INVESTIGADORES
ALVAREZ Vera Alejandra
artículos
Título:
New approaches to identification and characterization of tioconazole in raw material and in pharmaceutical dosage forms
Autor/es:
CALVO, NATALIA L.; ALVAREZ, VERA A.; LAMAS, MARÍA C.; LEONARDI, DARÍO
Revista:
Journal of Pharmaceutical Analysis
Editorial:
Xi'an Jiaotong University
Referencias:
Año: 2018
ISSN:
2095-1779
Resumen:
Tioconazole (TCZ), a broad-spectrum antifungal agent, has significant activity against Candida albicans and other Candida species, and therefore, it is indicated for the topical treatment of superficial mycoses. The main goal of this work is to report an exhaustive identification and characterization procedure to improve and facilitate the online quality control and continuous process monitoring of TCZ in bulk material and loaded in two different dosage forms: ovules and nail lacquer. The methodologies were based on thermal (differential scanning calorimetry (DSC), melting point, and thermogravimetry (TG)), spectroscopic (ultraviolet (UV), Raman, near infrared (NIR), infrared spectroscopy coupled to attenuated total reflectance (FTIR-ATR), and nuclear magnetic resonance (NMR)), microscopic and X-ray diffraction (XRD). The TCZ bulk powder showed a high crystallinity, as observed by XRD, with a particles size distribution (3?95 µm) resolved by microscopic measurements. TCZ melting point (82.8 °C) and a degradation peak centered at 297.8 °C were obtained by DSC and DTG, respectively.

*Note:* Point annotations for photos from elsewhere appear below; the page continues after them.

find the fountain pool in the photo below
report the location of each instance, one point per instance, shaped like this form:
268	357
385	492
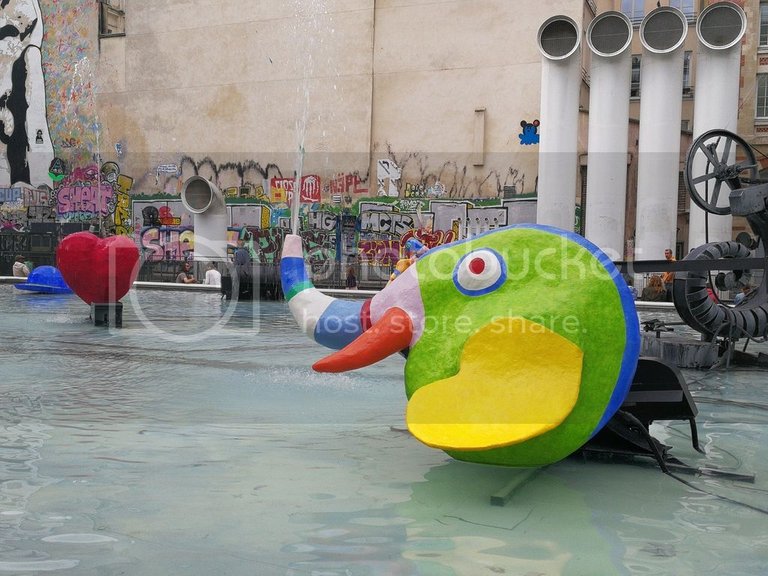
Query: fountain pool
196	440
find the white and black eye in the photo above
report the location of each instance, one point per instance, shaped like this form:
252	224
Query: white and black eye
480	272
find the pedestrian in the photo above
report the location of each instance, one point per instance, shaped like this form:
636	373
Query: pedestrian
20	269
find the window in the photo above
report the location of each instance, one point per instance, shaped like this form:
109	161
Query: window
762	96
634	9
634	91
763	23
111	18
686	7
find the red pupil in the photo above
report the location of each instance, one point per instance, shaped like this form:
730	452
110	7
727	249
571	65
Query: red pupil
477	265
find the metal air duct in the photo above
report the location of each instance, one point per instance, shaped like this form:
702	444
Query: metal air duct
609	37
559	40
203	199
662	34
720	28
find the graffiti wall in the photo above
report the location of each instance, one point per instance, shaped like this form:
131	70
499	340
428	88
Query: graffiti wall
53	169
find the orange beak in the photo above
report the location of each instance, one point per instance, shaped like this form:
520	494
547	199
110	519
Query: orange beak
390	334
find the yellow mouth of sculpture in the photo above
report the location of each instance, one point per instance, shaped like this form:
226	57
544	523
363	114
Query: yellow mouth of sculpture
517	380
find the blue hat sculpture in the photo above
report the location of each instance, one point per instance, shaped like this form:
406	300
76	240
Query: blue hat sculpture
45	280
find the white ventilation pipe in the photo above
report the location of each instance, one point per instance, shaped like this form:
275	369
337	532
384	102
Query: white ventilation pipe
203	199
609	37
720	28
662	34
559	42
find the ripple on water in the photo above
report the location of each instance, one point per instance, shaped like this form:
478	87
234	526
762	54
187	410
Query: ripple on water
79	539
38	566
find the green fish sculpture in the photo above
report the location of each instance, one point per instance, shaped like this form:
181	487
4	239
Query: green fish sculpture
521	343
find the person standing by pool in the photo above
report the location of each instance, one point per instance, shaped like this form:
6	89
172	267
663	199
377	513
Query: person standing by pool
242	260
185	275
668	278
20	269
351	279
212	275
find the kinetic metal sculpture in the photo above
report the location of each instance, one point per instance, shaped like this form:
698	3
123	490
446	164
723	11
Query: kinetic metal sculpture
729	162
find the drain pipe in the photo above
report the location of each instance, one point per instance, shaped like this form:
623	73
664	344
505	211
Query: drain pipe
559	42
720	28
609	37
662	34
203	199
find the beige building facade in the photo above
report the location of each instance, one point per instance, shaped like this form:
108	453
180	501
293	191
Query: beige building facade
404	106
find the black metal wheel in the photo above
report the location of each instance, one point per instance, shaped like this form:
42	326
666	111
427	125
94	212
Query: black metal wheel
718	158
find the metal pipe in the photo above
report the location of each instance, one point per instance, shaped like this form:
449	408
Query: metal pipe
720	28
559	40
203	199
609	37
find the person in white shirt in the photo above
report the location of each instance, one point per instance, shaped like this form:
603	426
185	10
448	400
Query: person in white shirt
20	269
212	275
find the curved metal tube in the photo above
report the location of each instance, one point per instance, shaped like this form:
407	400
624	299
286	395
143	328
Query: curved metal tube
700	312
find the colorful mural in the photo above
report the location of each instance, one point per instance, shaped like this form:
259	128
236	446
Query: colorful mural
51	170
26	151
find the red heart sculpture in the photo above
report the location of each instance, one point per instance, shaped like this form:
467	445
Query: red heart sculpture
99	270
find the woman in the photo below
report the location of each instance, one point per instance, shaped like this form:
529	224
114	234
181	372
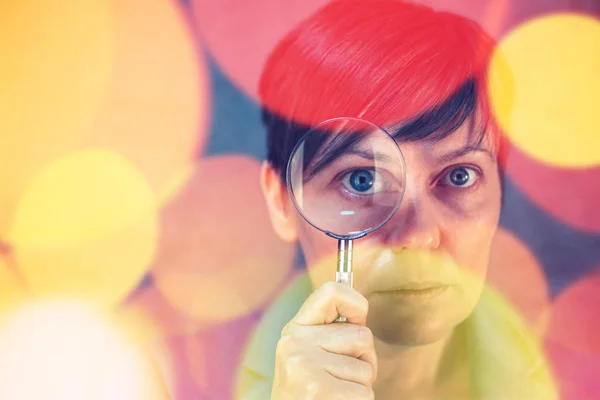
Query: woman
420	325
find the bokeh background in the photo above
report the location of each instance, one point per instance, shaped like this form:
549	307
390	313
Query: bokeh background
135	249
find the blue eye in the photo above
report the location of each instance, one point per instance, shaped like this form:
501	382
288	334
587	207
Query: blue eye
460	177
362	181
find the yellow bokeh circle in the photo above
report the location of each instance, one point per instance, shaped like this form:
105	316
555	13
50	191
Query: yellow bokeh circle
56	63
85	227
545	89
72	352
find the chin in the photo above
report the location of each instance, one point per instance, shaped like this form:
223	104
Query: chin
413	329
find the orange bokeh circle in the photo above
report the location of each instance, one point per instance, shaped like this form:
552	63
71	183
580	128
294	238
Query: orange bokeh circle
218	256
515	273
121	74
573	318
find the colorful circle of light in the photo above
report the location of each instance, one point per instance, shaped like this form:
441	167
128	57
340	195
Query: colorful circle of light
122	74
156	109
550	111
150	305
86	227
568	195
517	275
218	256
573	316
56	64
70	352
240	35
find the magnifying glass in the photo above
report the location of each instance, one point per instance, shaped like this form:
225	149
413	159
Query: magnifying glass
346	177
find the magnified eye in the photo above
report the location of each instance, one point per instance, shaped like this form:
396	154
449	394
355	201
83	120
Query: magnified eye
461	177
363	181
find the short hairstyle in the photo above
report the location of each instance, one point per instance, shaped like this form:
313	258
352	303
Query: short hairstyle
417	72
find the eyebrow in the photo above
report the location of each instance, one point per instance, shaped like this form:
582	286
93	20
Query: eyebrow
368	155
462	151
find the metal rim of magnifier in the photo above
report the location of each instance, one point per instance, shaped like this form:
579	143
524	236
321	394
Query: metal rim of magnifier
293	197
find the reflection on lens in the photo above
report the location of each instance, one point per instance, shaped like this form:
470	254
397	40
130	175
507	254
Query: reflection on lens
346	177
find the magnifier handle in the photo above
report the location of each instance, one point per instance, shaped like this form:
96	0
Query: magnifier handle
344	267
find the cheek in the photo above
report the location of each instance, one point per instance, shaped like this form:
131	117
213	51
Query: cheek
320	253
469	240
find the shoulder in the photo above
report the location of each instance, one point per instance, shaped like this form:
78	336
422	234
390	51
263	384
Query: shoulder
255	375
506	356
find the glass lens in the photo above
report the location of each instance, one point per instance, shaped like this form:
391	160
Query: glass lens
346	177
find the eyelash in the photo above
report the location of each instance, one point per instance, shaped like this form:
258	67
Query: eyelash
446	172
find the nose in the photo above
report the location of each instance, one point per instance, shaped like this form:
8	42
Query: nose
415	225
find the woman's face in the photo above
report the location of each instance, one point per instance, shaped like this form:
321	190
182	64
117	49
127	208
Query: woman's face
423	271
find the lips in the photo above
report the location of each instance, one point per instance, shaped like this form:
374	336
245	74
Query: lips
416	290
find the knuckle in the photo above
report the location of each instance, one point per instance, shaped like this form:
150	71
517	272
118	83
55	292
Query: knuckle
286	329
285	346
330	289
366	338
368	372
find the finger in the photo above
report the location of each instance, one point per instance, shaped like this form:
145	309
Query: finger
347	368
343	339
351	391
330	301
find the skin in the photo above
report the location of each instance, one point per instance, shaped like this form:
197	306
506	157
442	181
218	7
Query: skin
415	280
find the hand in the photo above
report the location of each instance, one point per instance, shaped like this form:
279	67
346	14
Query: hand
319	359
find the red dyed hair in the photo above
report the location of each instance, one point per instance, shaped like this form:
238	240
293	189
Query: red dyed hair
388	61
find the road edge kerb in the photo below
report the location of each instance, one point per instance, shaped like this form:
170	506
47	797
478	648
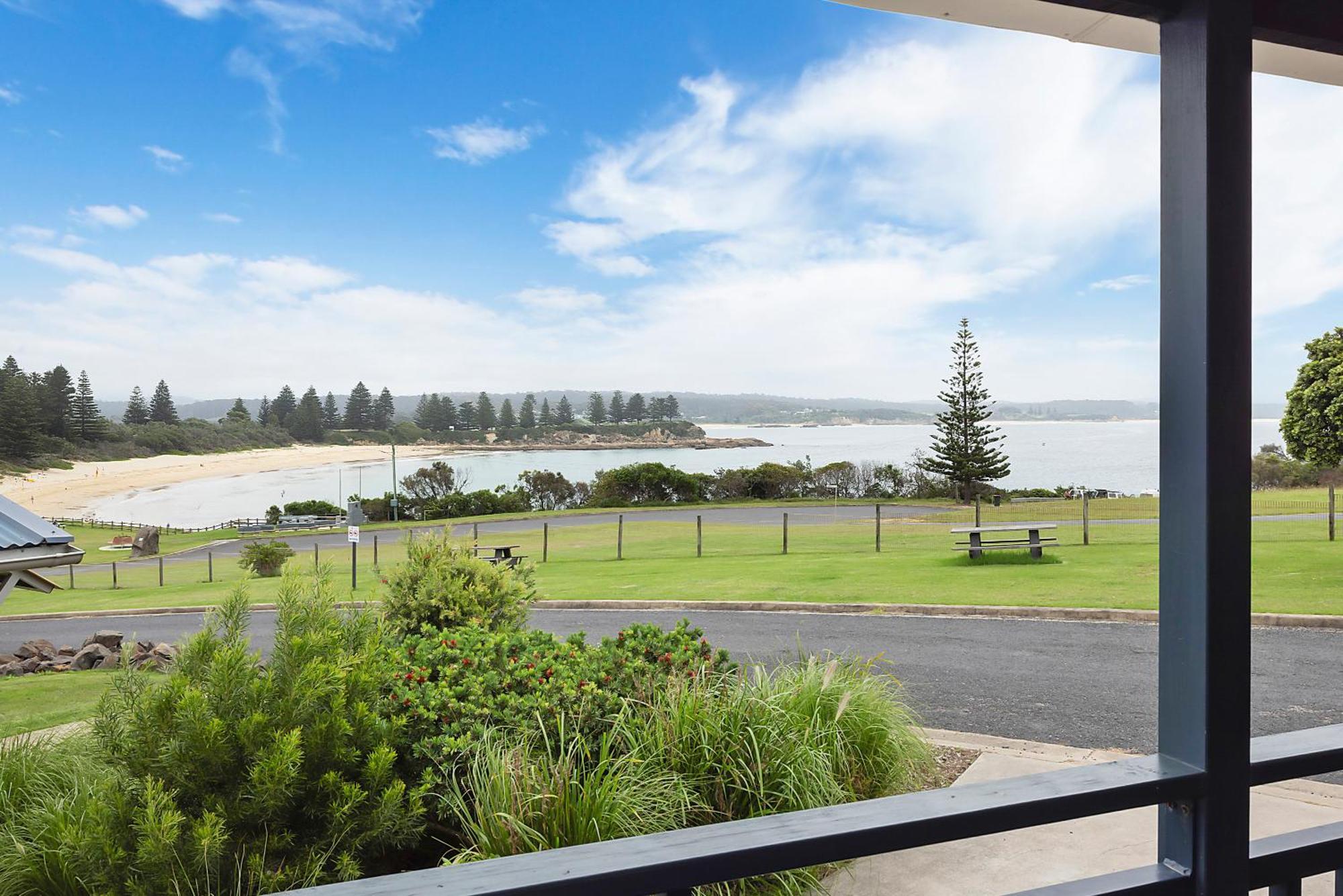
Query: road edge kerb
956	611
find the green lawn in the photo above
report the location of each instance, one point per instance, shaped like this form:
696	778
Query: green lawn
36	702
1297	569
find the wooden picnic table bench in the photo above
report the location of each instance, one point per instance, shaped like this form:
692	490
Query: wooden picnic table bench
977	545
500	554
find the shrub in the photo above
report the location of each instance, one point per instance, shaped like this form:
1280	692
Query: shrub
265	558
263	777
443	585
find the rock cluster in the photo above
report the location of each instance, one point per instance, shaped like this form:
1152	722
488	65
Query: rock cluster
100	651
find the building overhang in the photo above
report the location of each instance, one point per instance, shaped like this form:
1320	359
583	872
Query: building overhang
1293	38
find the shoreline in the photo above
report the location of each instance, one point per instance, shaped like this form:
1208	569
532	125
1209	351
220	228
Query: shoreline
71	493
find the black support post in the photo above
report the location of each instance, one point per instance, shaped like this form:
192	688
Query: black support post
1205	399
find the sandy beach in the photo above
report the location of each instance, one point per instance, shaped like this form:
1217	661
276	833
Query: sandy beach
69	493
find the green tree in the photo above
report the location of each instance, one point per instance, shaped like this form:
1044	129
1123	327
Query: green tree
359	408
57	397
87	421
162	409
597	408
385	409
238	413
1313	423
138	409
485	417
306	423
565	412
636	411
331	413
965	448
284	404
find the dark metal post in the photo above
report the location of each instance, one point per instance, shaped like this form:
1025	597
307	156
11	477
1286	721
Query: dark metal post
1205	397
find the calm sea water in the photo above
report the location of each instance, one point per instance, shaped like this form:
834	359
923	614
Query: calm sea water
1102	455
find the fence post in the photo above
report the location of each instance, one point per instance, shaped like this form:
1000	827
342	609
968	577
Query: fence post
1086	518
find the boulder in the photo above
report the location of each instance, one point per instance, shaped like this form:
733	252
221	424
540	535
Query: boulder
91	656
146	542
111	640
41	648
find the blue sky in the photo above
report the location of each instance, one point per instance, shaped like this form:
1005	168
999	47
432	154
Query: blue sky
786	196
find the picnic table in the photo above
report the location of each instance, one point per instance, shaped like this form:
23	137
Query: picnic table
500	554
977	545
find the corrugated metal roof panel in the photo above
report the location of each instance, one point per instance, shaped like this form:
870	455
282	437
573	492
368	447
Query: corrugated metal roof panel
21	528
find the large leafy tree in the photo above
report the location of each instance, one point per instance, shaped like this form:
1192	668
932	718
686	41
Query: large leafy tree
162	409
138	409
597	408
965	448
284	405
359	408
1313	424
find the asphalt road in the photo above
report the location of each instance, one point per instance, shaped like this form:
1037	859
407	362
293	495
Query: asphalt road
1086	685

An unambiguous structure elucidation of TCZ was obtained by mono- and two- dimensional 1H and 13C NMR spectral data analysis. The FTIR-ATR, Raman and NIR spectra of both the raw material and the commercial products were analyzed and their characteristic bands were tabulated. The best methods for TCZ identification in ovules were DSC, TG, XRD, NIR and Raman, while NIR and FTIR-ATR were the most appropriate techniques to analyze it in the nail lacquer. DSC, TG, DRX, Raman, FTIR-ATR and NIR spectroscopy are effective techniques to be used in online process analysis, because they do not require sample preparation, and they are considerably sensitive to analyze complex samples.